Archaeological Site Detection: From Papers to Datasets

A complete pipeline for extracting archaeological site information from academic papers and generating multi-channel remote sensing datasets for machine learning-based site detection.

Overview

This repository combines two complementary workflows designed to support reinforcement learning and deep learning approaches to archaeological site discovery:

Site Extraction Pipeline - Extract archaeological site coordinates from academic PDFs using LLMs
Dataset Generation Pipeline - Generate multi-channel satellite imagery datasets from known site locations

Academic Papers (PDFs)
         ↓
    [Step 1: LLM Extraction]
         ↓
    Site Coordinates (JSON/CSV)
         ↓
    [Step 2: Dataset Generation]
         ↓
    Multi-Channel Remote Sensing Dataset
         ↓
    [Your RL/ML Model]

Project Origins: This work was developed as part of our participation in the OpenAI to Z Challenge on Kaggle, where we explored AI-powered archaeological discovery in the Amazon. Our competition writeup detailing the approach is available here. The pipeline has since evolved into a comprehensive framework for digitizing archaeological knowledge and preparing it for machine learning applications. Our approach was presented at CAA UK 2025 (Computer Applications and Quantitative Methods in Archaeology) held at the University of Cambridge, December 9-10, 2025.

Conference Materials:

Dataset

A pre-generated dataset created using this pipeline is available on Hugging Face:

🤗 Archaeological Sites Dataset (CAA UK 2025)

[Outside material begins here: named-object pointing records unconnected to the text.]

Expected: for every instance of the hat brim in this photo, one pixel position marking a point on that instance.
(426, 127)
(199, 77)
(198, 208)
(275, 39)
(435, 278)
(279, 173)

The dataset provides multi-channel remote sensing data (Sentinel-2 + FABDEM + spectral indices) with balanced positive/negative samples and augmentations for training archaeological site detection models.

Dataset Samples

Below are example visualizations from each category in the dataset. Each sample is a 100×100 pixel multi-channel image with 11 bands (RGB composite shown for visualization).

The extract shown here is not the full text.